Hey NTI candidates, it’s time to do your criminal record checks
“It’s not really a change in criteria, but a change in process”
Beneficiaries planning to contest Nunavut Tunngavik Inc.’s winter election for vice-president may now apply for a criminal record check.
That’s one of the documents candidates are required to submit as part of the nomination process — and the RCMP must do your criminal record check within 90 days of the election’s nomination period.
NTI’s by-laws outline how certain types of charges or a recent prison sentence could disqualify a candidate from running.
“No person who has been convicted of an indictable offence, or whose imprisonment as a result of such a conviction ends within the three years immediately before the voting day, is eligible to be a candidate for election as an officer of Nunavut Tunngavik Incorporated,” organization’s by-law reads.
Indictable offences are the most serious offences under Canada’s criminal code — offences like theft over $5,000, aggravated assault or even murder — and they come with more serious punishments.
But NTI’s chief returning officer said that until now, candidates haven’t had to provide evidence about their criminal records.
Changes approved at NTI’s annual general meeting in October 2013 now require candidates to submit an original criminal record check when they submit their nomination papers.

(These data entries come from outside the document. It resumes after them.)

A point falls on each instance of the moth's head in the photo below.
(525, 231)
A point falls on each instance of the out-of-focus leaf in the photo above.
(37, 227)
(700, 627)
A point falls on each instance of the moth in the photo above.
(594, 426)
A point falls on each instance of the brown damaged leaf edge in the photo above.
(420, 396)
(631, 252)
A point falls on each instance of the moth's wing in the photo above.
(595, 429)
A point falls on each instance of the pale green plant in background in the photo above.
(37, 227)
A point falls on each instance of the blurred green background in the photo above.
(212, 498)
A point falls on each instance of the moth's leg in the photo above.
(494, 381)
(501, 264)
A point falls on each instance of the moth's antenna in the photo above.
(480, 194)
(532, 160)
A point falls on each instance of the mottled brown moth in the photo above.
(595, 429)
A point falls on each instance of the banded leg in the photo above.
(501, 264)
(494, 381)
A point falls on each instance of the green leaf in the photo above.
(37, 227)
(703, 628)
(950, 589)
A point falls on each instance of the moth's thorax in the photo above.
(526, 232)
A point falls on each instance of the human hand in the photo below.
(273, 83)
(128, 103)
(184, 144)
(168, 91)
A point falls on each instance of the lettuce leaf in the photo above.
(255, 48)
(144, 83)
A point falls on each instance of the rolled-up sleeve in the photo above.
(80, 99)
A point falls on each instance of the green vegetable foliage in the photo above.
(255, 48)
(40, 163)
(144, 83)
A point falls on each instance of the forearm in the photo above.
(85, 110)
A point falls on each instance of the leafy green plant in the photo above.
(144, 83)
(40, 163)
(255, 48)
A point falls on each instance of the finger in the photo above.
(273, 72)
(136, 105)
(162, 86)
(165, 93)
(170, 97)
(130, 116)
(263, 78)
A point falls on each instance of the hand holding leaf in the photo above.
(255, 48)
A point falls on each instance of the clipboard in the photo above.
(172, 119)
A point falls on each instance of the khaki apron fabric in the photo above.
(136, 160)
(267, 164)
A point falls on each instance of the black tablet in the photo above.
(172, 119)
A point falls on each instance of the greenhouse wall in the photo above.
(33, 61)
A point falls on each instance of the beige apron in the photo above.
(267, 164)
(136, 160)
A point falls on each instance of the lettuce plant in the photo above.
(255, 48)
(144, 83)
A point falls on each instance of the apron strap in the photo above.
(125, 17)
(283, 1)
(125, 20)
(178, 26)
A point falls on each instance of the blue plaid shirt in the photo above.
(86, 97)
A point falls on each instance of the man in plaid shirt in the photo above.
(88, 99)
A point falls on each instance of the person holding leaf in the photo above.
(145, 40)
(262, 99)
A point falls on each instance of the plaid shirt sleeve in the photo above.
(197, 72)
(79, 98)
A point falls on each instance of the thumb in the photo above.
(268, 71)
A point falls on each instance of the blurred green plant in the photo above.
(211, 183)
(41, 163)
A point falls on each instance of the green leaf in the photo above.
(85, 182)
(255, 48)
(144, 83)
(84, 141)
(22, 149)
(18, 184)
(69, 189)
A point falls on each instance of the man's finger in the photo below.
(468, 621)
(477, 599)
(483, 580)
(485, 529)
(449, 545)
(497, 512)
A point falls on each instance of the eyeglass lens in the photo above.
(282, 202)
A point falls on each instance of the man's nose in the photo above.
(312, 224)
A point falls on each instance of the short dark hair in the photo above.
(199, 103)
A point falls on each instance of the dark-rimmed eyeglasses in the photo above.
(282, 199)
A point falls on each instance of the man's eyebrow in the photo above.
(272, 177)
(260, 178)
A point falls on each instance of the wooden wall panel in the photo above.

“What has happened is that in nomination papers, some candidates have just claimed that they haven’t been charged or served jail time,” Nancy Karetak-Lindell said.
“So we’re asking for more concrete proof,” she said. “It’s not really a change in criteria, but a change in process.”
To ensure the criminal record check is up to date and ready to submit ahead of the election nomination period between Oct. 27 and Oct. 31, the record check must be completed after July 27.
Potential candidates can do that by picking up a form at their local RCMP detachment, although the RCMP must mail the completed forms to an Ottawa processing centre.
There, the person’s name is run through a national database where any criminal history is flagged. Results are then mailed back.
“You have to mail it — there’s no shortcut,” Karetak-Lindell said. “That’s why we’re asking people to do it now.”
But pending approval at NTI’s general meeting this fall, eligible Nunavut Inuit beneficiaries will elect just one new full-time vice-president.
That’s because NTI’s board of directors has approved a change that would see the organization’s two vice-president positions rolled into one.
James Eetoolook currently serves as a vice president. NTI’s other vice-president, Jack Anawak, resigned his position last fall to run in the 2013 territorial election.
The new vice-president at NTI will be a full-time job, the organization said, and serve on the organization’s board of directors and executive committee.
Eligible candidates and voters must be Canadian citizens, at least 16 years of age by Dec. 8, 2014 and enrolled under the Nunavut Land Claims Agreement.
In addition to its criminal background requirements, no candidate who is indebted to NTI or a regional Inuit association in the amount of $500 or more can run in the election.
Nomination forms can be obtained from the chief returning officer, community liaison officers, or NTI’s website when nomination period opens.